On Sunday, Vice President Joe Biden will arrive in Kiev on a farewell visit as part of his final overseas trip before leaving office. He has been one of Ukraine’s strongest supporters and his visit comes at a time when many Ukrainians are harboring deep feelings of anxiety about their nation’s future after Donald Trump is inaugurated on 20 January. The greatest concern is that US support will diminish after next week. During the 2016 presidential campaign, Trump expressed his wishes to improve US-Russian relations if possible. Many Ukrainians interpreted this to mean that if he were elected, US support will dry up. Whether or not that’s the case remains to be seen. However, given Trump’s comments about Vladimir Putin recently, it is safe to assume that the United States will keep backing Ukraine for at least the next few months.

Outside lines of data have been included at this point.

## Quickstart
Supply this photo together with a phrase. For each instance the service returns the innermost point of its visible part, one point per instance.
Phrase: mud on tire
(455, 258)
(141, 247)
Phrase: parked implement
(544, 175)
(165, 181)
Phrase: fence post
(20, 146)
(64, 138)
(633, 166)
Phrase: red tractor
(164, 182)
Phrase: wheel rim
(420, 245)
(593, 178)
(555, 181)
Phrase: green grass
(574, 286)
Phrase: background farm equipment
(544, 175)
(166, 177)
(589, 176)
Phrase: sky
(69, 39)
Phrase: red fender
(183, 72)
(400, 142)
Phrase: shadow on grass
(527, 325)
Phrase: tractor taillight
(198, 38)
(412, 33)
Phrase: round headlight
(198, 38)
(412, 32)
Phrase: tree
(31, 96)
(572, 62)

It is unclear whether Biden’s visit will be anything beyond a ‘keep your chin up’ pep-talk as he exits the geo-political stage. Certainly, Ukrainian President Petro Poroshenko is hoping for more. Following Trump’s election, the two men spoke and Poroshenko stressed Ukraine’s need for US backing to assure security and the continued implementation of reforms. They agreed to hold a bilateral meeting but no concrete plans have been laid yet.

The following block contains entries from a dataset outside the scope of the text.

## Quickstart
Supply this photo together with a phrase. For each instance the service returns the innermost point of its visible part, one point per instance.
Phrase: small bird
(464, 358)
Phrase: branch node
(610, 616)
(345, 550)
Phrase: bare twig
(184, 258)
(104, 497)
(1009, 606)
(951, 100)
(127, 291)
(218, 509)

As far as the current Biden goes, he was a strong political supporter of Ukraine, visiting there four times during his tenure and maintaining regular contact with Poroshenko and other Ukrainian leaders. Behind the scenes in Washington he was personally involved in formulating many of the decisions concerning US policy with Ukraine since the 2014 invasion of Crimea and subsequent War in Donbass. That conflict has been somewhat forgotten to an extent lately. Ukraine wants to make sure that the world does not forget that the fighting and its struggle with Russia continue.